Il 4 gennaio 1960 l’editore Michel Gallimard convince Camus a rientrare a Parigi dalla Provenza in auto. Camus aveva in tasca il biglietto del treno già comprato. Accettò l’invito dell’amico. L’auto a 140 km l’ora si schiantò contro un platano a Villeblevin sulla nazionale Sens-Parigi. Morirono entrambi. Toccò a Montale scriverne il “coccodrillo” sul “Corriere della Sera”. “L’immatura fine di Albert Camus è una perdita grave per la letteratura francese, ricca di uomini di brillante ingegno, ma non altrettanto di figure animate dallo spirito del nostro tempo…”. Un ricordo in tono minore perché Montale faticava per scarsa preparazione filosofica ad accettare il nichilismo di Camus, mentre dal punto di vista teatrale gli preferiva le opere di Sartre. La storia ha smentito crudamente Montale: il Caligola di Camus è sempre sulla scene italiane, Sartre, e nell’impegno politico e sulle scene, ha perso la partita con la modernità e l’attualità di Camus.
La poesia che aleggia nell’epistolario ci dona con qualche anno di ritardo, rispetto alla pubblicazione francese, questo capolavoro di intimità shakespeariana. Si erano scritti per il capodanno del 1960. Maria lo aspettava con uguali palpiti per i primi giorni dell’anno. Quell’incontro non ci fu lasciando Maria, che morirà nel 1996, in una afflizione tragica. Maria lo avvolge di puro sentimento di attesa con parole scritte nella notte di Natale 1959. “Aspetto il tuo ritorno  per raccontarti, parlarti, dirti amore, ridere insieme. Aspetto il tuo ritorno anche per strigliarti un po’. Penso che ne hai bisogno, ti aspetto perché mi porti un po’ di aria buona in questa cantina parigina talmente umida che la polvere diventa fango all’istante, ti aspetto piena e sorridente con le cosce appesantite dall’assenza del palcoscenico. E aspettandoti ti bacio a perdifiato”.

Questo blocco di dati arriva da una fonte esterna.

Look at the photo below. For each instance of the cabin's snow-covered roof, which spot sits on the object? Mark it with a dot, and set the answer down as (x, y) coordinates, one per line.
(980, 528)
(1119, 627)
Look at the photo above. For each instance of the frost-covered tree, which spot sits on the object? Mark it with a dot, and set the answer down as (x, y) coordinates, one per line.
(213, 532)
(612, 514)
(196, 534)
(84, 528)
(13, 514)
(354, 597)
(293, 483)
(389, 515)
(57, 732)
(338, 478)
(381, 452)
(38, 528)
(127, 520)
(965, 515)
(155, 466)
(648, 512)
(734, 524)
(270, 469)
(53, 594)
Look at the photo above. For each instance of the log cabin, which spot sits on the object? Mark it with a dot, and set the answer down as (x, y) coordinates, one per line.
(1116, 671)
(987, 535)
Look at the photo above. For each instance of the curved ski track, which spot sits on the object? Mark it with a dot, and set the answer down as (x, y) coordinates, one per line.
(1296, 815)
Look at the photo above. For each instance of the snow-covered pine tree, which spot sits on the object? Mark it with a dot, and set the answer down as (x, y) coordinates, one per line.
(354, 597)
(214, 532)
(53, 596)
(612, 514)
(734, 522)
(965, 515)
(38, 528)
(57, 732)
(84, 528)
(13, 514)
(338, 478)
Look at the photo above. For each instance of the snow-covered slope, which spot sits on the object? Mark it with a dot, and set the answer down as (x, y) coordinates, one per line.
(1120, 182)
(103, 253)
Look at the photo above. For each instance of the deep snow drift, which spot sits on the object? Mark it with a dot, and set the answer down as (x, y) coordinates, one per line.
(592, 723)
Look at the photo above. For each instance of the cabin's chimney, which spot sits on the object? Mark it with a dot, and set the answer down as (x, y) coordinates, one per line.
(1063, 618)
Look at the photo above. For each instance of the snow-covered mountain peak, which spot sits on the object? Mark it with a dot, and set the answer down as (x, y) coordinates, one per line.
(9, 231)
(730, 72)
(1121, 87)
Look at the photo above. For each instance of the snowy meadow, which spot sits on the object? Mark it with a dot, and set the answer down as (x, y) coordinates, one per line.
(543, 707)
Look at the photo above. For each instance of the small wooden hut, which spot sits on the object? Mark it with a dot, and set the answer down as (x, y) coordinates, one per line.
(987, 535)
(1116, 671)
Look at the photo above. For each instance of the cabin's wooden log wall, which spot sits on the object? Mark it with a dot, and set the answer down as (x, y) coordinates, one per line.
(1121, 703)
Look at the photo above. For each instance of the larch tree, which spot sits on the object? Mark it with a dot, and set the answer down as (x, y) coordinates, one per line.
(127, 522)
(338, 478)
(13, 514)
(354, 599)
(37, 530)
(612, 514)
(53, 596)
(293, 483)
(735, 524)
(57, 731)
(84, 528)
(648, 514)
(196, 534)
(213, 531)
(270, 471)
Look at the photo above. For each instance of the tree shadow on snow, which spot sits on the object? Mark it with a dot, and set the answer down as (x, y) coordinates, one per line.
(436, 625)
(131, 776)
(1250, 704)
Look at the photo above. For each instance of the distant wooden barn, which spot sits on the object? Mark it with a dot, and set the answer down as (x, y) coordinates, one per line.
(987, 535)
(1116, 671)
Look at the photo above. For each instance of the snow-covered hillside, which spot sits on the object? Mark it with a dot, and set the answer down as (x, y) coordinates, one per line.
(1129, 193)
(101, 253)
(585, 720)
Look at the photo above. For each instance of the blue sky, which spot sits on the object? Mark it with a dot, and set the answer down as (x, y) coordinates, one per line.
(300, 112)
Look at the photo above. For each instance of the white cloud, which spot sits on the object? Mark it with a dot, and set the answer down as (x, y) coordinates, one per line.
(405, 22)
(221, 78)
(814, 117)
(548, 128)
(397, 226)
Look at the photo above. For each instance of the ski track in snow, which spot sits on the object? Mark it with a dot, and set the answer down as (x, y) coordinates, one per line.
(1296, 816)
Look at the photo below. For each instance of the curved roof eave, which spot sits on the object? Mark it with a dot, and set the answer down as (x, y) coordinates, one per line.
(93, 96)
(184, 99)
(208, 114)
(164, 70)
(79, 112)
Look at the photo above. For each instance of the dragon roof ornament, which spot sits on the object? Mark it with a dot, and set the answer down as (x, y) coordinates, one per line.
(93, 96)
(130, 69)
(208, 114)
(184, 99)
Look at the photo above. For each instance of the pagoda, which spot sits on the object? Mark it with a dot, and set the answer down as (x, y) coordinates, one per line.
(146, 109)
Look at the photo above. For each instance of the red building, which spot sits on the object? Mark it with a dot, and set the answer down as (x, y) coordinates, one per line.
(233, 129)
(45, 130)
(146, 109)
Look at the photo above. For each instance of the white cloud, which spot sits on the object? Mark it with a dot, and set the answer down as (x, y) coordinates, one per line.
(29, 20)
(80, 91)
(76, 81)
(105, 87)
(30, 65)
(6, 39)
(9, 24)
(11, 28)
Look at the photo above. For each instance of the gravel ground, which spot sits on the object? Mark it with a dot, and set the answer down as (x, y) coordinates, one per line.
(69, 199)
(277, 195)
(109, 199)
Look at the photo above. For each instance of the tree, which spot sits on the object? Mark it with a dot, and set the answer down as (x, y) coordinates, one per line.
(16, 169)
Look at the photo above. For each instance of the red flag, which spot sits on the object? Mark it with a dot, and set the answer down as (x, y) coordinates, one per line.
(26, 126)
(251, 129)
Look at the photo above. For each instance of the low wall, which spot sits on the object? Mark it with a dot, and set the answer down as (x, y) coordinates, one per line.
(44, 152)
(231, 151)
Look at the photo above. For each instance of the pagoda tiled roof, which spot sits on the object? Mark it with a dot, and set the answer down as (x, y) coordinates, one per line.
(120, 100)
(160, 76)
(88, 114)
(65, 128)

Albert le deponeva, in anni lontani, nel cuore parole indimenticabili: “Sei rientrata per caso in un vita di cui non andavo fiero e da qualche giorno qualcosa è cominciato a cambiare. Prima di te, fuori di te, non aderivo a nulla. Quella forza per cui ogni tanto mi prendevi in giro è sempre stata solo una forza solitaria, una forza di rifiuto. Con te ho accettato più cose. Ho imparato a vivere, in un certo senso. Per questo forse il mio amore è stato sempre pervaso da una gratitudine immensa”. E la sera del 30 dicembre ’59: “Ecco l’ultima lettera solo per dirti che arrivo martedì in auto. Ti telefono quando arrivo, potremmo già stabilire di cenare insieme martedì: diciamo in linea di massima, salvo imprevisti lungo la strada. Non ho motivo di privarmi del tuo riso e delle nostre serate e della mia patria. Ti abbraccio, ti stringo a me fino a martedì quando ricomincerò”. Il fato aveva deciso diversamente.
Con tensione laica Camus aveva esaltato la figura di Sisifo dannato dagli dei a trascinare in cima a una montagna un grande macigno. La pena infinita era senza premio. L’eroe greco arrivato sulla cima vedeva la pietra rotolare a valle. Ma riprendeva il cammino con un senso etico e di impegno umano esemplari. Camus concludeva: “Bisogna immaginare Sisifo felice”. Dalla disperazione del vivere aveva trovato solo riparo nell’amore perfetto di Maria. Conclude Catherine Camus: “Le loro lettere fanno la terra più vasta, lo spazio più luminoso, l’aria più leggera semplicemente perché sono esistiti”.